Contrary to a commonly held misconception, optimizing the value realized from public clouds, such as Google Cloud Platform (GCP), Amazon Web Services (AWS), and Azure, doesn’t necessarily mean minimizing spend on their services. In fact, growing cloud bills can be positive insofar as the consumer maximizes the value received per dollar spent, and the value realized exceeds that of alternative technologies. The goal should, therefore, not necessarily be to spend less on the cloud but rather to maximize the efficiency of cloud consumption. This is a critical distinction, especially for organizations that are in a growth phase and may be wary of any cost reduction initiatives that threaten to constrain operational flexibility.
Both growth- and margin-centric cloud consumers can maximize efficiency without inhibiting the attainment of their business goals.

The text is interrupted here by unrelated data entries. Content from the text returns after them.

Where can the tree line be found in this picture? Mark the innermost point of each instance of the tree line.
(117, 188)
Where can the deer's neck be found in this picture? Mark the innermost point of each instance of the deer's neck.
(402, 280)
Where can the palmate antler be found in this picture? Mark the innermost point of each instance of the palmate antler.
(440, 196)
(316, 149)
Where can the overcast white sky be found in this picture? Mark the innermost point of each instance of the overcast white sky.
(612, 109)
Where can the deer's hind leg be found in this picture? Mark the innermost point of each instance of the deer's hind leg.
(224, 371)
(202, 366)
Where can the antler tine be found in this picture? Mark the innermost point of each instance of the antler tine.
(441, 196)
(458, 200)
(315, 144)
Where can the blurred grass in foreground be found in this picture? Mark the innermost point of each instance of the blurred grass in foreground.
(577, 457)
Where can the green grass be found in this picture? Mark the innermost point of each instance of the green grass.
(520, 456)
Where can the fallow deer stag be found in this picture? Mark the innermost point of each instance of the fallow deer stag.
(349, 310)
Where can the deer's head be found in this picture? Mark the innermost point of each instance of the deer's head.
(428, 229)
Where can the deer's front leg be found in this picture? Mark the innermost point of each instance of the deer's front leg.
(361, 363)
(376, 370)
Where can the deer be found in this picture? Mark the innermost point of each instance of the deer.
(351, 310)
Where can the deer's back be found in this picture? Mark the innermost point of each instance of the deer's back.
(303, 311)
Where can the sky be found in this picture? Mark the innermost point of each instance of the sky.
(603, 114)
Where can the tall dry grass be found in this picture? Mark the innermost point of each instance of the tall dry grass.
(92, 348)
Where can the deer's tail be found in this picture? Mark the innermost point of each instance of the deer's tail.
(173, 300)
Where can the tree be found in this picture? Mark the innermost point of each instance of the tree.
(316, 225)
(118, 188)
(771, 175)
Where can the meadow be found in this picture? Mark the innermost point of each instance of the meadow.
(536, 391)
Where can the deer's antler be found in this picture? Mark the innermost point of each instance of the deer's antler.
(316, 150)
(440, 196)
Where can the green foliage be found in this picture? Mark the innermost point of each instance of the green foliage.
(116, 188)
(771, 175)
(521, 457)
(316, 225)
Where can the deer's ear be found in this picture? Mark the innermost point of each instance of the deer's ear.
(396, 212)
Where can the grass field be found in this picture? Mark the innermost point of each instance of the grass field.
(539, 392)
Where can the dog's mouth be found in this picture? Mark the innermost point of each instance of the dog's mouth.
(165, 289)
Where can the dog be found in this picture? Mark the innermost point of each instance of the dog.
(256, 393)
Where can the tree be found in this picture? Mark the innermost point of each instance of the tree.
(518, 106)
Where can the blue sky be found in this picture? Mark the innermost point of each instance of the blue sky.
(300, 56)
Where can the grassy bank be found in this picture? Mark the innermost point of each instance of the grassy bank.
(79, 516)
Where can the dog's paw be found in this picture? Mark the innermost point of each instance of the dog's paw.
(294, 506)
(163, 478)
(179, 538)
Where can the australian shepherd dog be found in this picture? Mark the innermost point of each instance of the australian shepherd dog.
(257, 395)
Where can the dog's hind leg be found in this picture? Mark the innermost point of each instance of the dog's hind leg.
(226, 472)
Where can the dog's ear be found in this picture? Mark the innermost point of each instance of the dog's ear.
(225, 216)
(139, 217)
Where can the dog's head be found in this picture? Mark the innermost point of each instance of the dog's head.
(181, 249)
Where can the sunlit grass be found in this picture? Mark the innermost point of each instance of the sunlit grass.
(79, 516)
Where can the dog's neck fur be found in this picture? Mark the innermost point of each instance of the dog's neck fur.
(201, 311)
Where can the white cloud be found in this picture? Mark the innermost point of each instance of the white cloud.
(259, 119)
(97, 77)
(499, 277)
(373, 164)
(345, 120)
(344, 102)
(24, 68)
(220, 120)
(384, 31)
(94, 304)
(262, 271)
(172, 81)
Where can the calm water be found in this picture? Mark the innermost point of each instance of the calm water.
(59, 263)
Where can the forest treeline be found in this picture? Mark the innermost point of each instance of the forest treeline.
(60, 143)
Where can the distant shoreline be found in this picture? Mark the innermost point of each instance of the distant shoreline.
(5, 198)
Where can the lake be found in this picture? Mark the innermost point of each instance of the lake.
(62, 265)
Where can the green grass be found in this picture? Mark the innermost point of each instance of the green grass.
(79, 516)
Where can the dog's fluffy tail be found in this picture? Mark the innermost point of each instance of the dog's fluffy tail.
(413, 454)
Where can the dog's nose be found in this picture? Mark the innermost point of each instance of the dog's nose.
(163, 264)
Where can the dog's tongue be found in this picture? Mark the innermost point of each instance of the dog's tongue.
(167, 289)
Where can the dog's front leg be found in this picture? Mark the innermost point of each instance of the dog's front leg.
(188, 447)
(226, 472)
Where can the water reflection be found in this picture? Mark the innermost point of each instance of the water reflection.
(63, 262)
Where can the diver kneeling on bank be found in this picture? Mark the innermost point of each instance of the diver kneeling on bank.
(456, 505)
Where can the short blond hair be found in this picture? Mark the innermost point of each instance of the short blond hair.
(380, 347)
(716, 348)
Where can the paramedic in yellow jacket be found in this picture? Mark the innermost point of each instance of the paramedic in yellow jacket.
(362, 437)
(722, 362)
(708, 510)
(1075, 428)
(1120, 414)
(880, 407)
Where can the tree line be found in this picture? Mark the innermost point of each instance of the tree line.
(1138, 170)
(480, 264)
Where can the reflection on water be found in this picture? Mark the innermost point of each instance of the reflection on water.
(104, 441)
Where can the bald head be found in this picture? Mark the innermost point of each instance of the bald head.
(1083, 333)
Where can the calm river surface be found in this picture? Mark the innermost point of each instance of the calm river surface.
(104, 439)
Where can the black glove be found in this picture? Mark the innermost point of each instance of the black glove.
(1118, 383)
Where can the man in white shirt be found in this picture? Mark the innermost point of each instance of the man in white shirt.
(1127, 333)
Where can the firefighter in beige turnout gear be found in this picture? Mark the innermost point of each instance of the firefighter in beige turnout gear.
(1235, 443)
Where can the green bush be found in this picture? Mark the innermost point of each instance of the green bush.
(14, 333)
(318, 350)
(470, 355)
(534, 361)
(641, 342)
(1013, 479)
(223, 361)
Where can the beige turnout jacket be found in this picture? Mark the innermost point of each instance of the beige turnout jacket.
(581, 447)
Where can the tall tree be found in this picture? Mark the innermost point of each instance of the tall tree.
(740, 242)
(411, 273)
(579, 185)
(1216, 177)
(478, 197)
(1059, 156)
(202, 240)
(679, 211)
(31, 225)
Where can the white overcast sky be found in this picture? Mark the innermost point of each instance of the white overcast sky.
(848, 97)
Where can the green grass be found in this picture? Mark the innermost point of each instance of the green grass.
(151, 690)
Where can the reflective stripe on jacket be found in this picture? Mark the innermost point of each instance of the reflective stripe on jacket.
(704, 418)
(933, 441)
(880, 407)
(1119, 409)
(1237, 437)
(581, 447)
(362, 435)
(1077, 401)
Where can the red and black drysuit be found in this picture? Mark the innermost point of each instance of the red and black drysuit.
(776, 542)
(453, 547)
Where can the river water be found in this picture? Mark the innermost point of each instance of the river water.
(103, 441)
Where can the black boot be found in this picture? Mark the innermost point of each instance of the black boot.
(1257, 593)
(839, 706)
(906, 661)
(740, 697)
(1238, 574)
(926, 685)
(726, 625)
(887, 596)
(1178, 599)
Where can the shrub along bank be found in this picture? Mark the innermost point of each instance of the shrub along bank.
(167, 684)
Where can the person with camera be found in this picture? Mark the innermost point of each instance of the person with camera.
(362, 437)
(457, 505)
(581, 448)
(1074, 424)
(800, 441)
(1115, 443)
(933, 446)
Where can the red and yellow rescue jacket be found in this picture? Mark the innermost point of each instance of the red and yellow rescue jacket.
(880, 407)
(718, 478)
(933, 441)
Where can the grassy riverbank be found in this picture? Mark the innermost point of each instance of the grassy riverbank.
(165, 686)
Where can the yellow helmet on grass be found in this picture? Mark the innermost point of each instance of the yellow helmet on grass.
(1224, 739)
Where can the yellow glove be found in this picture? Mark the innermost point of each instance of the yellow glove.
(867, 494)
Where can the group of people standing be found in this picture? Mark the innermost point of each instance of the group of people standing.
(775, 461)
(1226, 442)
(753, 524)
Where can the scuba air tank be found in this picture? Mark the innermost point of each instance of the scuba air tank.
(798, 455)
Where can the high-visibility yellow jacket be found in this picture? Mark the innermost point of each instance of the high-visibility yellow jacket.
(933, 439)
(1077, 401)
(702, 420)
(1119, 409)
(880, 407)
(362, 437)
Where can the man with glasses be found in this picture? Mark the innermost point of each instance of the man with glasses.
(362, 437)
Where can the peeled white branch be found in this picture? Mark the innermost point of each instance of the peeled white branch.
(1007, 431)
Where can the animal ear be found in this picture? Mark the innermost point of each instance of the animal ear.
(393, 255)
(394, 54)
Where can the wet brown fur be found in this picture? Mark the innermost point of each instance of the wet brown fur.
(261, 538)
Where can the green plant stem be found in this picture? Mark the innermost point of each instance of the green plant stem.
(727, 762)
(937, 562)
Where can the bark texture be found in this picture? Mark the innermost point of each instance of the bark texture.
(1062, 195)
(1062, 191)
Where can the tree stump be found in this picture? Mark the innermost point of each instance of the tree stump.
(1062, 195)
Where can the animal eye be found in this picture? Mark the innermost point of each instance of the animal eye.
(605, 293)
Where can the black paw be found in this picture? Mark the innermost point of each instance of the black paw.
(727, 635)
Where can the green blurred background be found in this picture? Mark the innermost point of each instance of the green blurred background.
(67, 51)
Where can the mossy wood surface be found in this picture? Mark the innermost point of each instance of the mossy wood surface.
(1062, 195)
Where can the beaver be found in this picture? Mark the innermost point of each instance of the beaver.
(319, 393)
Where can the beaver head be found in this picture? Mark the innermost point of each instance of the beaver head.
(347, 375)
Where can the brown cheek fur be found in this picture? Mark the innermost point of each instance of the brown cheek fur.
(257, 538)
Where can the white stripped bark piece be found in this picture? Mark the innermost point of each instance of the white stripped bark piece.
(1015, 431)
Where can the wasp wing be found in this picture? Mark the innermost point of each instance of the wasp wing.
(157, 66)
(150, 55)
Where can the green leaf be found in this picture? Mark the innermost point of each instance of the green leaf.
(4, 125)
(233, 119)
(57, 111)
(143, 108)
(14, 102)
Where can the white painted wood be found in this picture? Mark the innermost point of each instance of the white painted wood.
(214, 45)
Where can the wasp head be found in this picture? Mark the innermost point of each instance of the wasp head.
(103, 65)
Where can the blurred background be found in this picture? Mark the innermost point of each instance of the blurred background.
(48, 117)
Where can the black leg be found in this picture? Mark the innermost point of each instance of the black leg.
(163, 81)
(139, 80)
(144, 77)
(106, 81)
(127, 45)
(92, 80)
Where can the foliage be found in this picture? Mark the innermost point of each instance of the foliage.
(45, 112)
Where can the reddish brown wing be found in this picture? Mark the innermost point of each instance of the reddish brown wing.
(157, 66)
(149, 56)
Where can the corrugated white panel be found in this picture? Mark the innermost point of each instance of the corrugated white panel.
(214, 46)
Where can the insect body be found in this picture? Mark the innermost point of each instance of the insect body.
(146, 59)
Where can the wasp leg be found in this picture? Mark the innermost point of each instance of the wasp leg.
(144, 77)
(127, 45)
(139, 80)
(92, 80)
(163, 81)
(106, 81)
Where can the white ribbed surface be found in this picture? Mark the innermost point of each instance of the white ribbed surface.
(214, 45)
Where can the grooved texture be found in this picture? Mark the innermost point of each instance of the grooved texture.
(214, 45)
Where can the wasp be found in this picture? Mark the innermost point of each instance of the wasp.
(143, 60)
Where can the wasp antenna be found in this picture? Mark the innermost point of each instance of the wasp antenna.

Here are some tips on how to do it.
Developing strong capabilities around the visibility and reportability of public cloud spend is by far the most important foundational pillar of FinOps. Metadata on billing line items such as tags, labels, or account naming conventions should be comprehensive enough that the organization can segment its cloud spend by business dimensions, better helping them understand their cloud economics. Examples of such segmentation might include segmentation by department, geographic region, customer segment, or by products and services. Although these dimensions will vary from organization to organization, there is one segmentation that nearly every organization must be able to implement: spend by technical owner. To meet this requirement, an organization should be able to trace every dollar of cloud spend to the person or people who incurred the cost.
Only with cloud spend comprehensively segmented can the other pillars of sound FinOps practices be applied. For example, with the ability to group cloud resources, technical owners can be consulted about the feasibility of downsizing or eliminating specific resources in their deployments. Similarly, cloud vendors offer a variety of commitment-based discount programs such as AWS Savings Plans and GCP Committed Use Discounts, the management of which falls under the pricing efficiency FinOps pillar. Optimizing participation in these programs requires accurate forecasts of future consumption by vendor SKU or product category. Compiling those forecasts accurately depends on an ability to track spend directly to technical owners so they can be consulted about their plans.
With careful planning, workload placement, and cost management, consumers of public cloud can maximize the value they realize from these services even when their bills are increasing month-over-month. So long as they are maximizing the value they get for those dollars, and the value received exceeds that offered by alternative technologies, rising cloud bills can be a very good thing.